Capire come fare il risotto all’onda significa imparare ad ascoltare il riso durante ogni fase: tostatura, aggiunta del liquido, assaggio e mantecatura. Non servono gesti complicati, ma attenzione alla temperatura, alla consistenza e al momento in cui spegnere il fuoco.

Per scoprire il Sant’Andrea DOP e gli altri risi selezionati da laBalocchina, puoi partire dalla collezione Riso. Se invece desideri parlare con noi di una possibile collaborazione per ristorazione, distribuzione o vendita specializzata, trovi il percorso Diventa partner oppure puoi chiamare il numero +39 351 31 91 392.

FAQ

Il risotto all’onda deve essere liquido?

No. Deve essere morbido e fluido, ma non acquoso. Quando inclini il piatto, il risotto deve muoversi lentamente e restare ben amalgamato.

Quanto liquido serve per il risotto all’onda?

La quantità varia in base alla varietà di riso, alla casseruola e al calore. È preferibile aggiungerlo gradualmente e regolarsi assaggiando, invece di versarlo tutto in una volta.

È necessario mescolare sempre il risotto?

No. Mescolare con regolarità aiuta la cottura e la cremosità, ma è utile alternare le mescolate a brevi pause per non stressare il chicco.

Quando si aggiunge il burro o il formaggio?

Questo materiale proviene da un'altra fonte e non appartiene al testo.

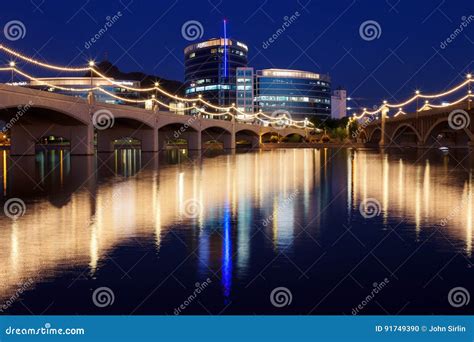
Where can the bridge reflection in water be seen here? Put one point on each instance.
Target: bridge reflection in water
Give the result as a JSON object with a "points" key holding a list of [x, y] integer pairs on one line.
{"points": [[81, 209]]}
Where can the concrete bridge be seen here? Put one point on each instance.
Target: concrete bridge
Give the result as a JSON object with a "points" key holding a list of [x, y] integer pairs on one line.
{"points": [[451, 126], [32, 115]]}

La mantecatura si fa a fuoco spento, quando il riso ha raggiunto la cottura desiderata. Dopo aver aggiunto il condimento, lascia riposare brevemente il risotto e poi mescola.

Il risotto all’onda è una preparazione solo invernale?

No. Il risotto è adatto a tutto l’anno. Puoi adattare il condimento agli ingredienti disponibili e alla stagione, mantenendo invariata la tecnica di base.